Some of the music campers have lunch on the patio, as usual, and as we eat and chat, the thunder begins to creep up. A low growl to the south, faint as a baby's snore. Darkening clouds bloat into stony pillars, and, like an old man recently moved from wheelchair to bed, the thunder grumbles on and on.
After lunch, bucket drumming is scheduled. Using 5-gallon plastic buckets we strap on, and drum sticks with rubber bands wrapped around the ends as beaters, we boom, boom, boom on the bucket head, tap, tap on the edge, whap whap, whap on the sides, boom boom boom, tap tap, whap whap whap, in unison. And then it gets more complicated, as the group splits up and drums different patterns, that blend and weave in and out of the rhythm, all to Stoni's calls and her big grin.
Our drumming seems to draw the thunder. We're standing under a copse of lodgepole pines, the air pressure deepening like a late-night conversation. The lake becomes freckled with widely-spread drops of rain.
Boom boom, and we echo boom boom boom. A cool breeze asks if we're ready for what is coming, and the lightning approaches like a brand new sewing machine needle, there and there, and now here enough that I wonder if we're standing under the tallest trees.
A downpour of rain and hail, lightning and thunder puddles all around us, and pine needles cornrow across the lawn and down to the lake. The lake looks like a stubby beard just growing out, and the thunder rolls ponderous and liquid as the rain.
Later, at bedtime, storms come through again. It bounces off the hills all around, teasing, daring us to track it. The booming is nearly constant, punctuated by the sharp, tinny sound of individual raindrops, rumble, tink tink, rumble, tink tink tink, all around, like we're in the middle of a big pot, the mellow sound of a wooden spoon striking the sides, little bubbles breaking all around.
This goes on so long that at last Rudy sleeps, head up, ears still pointed, but sleeping still, unhearing, her eyes half open.
It reminds me of a time, 11 years old, camping with my parents and their friends on the Missouri River, in my dad's 19' Bell Buoy cabin cruiser. Our day had been spent seining for minnows and fishing, the women sunbathing and chatting, small children splashing and running in the hot sand and the cool silty-green water.
Suddenly, or so it seemed to me, it was nearly dark and we were boating downstream, spot light shining ahead, poking for submerged logs in that wild and untamed river that changed with every big rain and with every spring flood.
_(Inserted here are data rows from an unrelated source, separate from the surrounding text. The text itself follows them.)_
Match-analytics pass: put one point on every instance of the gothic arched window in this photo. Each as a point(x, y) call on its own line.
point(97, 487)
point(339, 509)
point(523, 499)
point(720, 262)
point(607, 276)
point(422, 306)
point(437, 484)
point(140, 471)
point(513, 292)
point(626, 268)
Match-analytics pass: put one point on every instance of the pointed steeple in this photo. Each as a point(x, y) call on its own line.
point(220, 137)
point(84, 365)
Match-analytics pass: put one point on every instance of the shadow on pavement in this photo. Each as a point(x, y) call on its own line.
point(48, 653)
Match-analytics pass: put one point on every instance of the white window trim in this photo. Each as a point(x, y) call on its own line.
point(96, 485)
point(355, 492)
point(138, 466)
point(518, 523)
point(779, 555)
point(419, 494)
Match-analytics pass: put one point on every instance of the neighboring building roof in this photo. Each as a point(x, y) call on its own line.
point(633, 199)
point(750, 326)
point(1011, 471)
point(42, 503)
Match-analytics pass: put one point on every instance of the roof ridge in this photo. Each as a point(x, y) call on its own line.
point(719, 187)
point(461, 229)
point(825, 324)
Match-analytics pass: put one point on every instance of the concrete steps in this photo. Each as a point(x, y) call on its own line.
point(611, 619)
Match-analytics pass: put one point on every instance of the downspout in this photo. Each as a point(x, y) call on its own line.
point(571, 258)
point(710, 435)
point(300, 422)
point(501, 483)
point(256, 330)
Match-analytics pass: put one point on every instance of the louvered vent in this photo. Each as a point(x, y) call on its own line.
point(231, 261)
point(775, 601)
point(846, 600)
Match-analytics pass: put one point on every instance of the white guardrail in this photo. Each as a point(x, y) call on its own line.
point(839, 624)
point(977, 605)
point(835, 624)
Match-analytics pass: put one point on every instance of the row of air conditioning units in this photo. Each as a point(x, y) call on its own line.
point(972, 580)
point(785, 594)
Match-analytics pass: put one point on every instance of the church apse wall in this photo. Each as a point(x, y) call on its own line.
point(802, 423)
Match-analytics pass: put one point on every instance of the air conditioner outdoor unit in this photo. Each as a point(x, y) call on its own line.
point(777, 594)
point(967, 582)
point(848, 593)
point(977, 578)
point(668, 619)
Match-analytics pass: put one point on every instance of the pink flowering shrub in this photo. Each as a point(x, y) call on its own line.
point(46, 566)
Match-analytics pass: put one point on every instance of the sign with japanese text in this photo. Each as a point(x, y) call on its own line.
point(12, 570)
I could sense my parents' anxiety, see the spotlight reflecting off the pilings stacked vertically like the walls of army forts, keeping the river from its meandering ways. I could see the whirlpools and eddies, dimpling the greasy water ahead. The night was pitch, needled with our spotlight, seven miles to go.
I laid down on the floor of the boat, on the chilly, damp fiberglass, aft of the cabin. The 70 HP Merc outboard's vibrations thrummed through my body. As our boat hit a submerged log, and the log rumbled the length of the boat with a sound like boxcars crashing, the motor flipped right out of the water, propeller keening away into the air, and I fell soundly asleep.